From mboxrd@z Thu Jan  1 00:00:00 1970
Return-Path: <linux-kernel-owner+willy=40w.ods.org-S261351AbVAGRMh@vger.kernel.org>
Received: (majordomo@vger.kernel.org) by vger.kernel.org via listexpand
	id S261351AbVAGRMh (ORCPT <rfc822;willy@w.ods.org>);
	Fri, 7 Jan 2005 12:12:37 -0500
Received: (majordomo@vger.kernel.org) by vger.kernel.org id S261352AbVAGRMg
	(ORCPT <rfc822;linux-kernel-outgoing>);
	Fri, 7 Jan 2005 12:12:36 -0500
Received: from baythorne.infradead.org ([81.187.226.107]:59292 "EHLO
	baythorne.infradead.org") by vger.kernel.org with ESMTP
	id S261351AbVAGRMR (ORCPT <rfc822;linux-kernel@vger.kernel.org>);
	Fri, 7 Jan 2005 12:12:17 -0500
Subject: Re: do_IRQ: stack overflow: 872..
From: David Woodhouse <dwmw2@infradead.org>
To: Andi Kleen <ak@suse.de>
Cc: Crazy AMD K7 <snort2004@mail.ru>, linux-kernel@vger.kernel.org,
       netdev@oss.sgi.com, Stephen Hemminger <shemminger@osdl.org>
In-Reply-To: <p73zn0ccaee.fsf@verdi.suse.de>
References: <1131604877.20041218092730@mail.ru.suse.lists.linux.kernel>
	 <p73zn0ccaee.fsf@verdi.suse.de>
Content-Type: text/plain
Date: Fri, 07 Jan 2005 17:05:59 +0000
Message-Id: <1105117559.11753.34.camel@baythorne.infradead.org>
Mime-Version: 1.0
X-Mailer: Evolution 2.0.2 (2.0.2-3.dwmw2.1) 
Content-Transfer-Encoding: 7bit
X-SRS-Rewrite: SMTP reverse-path rewritten from <dwmw2@infradead.org> by baythorne.infradead.org
	See http://www.infradead.org/rpr.html
Sender: linux-kernel-owner@vger.kernel.org
X-Mailing-List: linux-kernel@vger.kernel.org

On Sat, 2004-12-18 at 08:50 +0100, Andi Kleen wrote:
> It's not really an oops, just a warning that stack space got quiet
> tight.
> 
> The problem seems to be that the br netfilter code is nesting far too
> deeply and recursing several times. Looks like a design bug to me,
> it shouldn't do that.

I don't think it's recursing -- I think the stack trace is just a bit
noisy. The problem is that the bridge code, especially with br_netfilter
in the equation, is implicated in code paths which are just _too_ deep.
This happens when you're bridging packets received in an interrupt while
you were deep in journalling code, and it's also been seen with a call
trace something like nfs->sunrpc->ip->bridge->br_netfilter.

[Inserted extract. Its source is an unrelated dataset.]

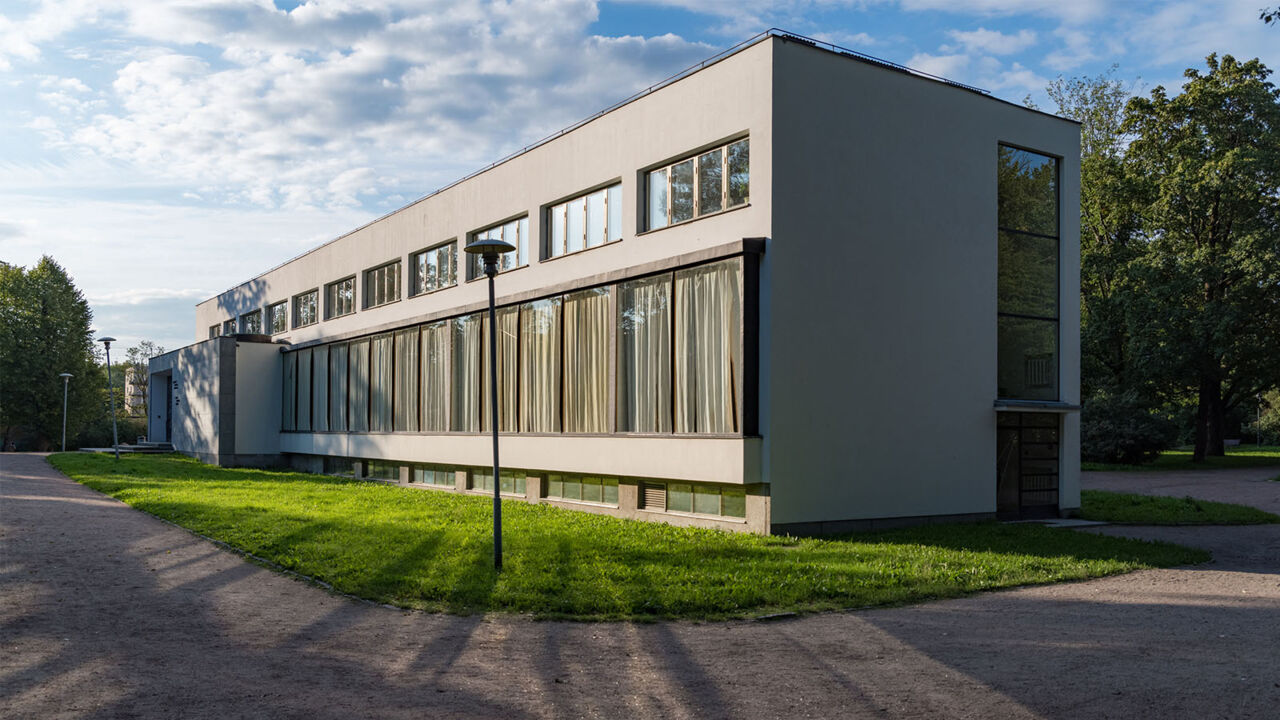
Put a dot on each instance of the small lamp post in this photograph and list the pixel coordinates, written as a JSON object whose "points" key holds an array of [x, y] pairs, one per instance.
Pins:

One option might be to make br_dev_xmit() just queue the packet rather
than trying to deliver it to all the slave devices immediately. Then the
actual retransmission can be handled from a context where we're _not_
short of stack; perhaps from a dedicated kernel thread. 

Unfortunately that approach would introduce a lot of latency on all
packets we pass. Another option would be to have all architectures
provide a stack_available() function and for br_dev_xmit() to queue the
packet only if we're short of stack, while still sending most packets
immediately. 

Proof of concept below; obviously the stack_available() is an evil hack
and would need to be done more sanely. Comments?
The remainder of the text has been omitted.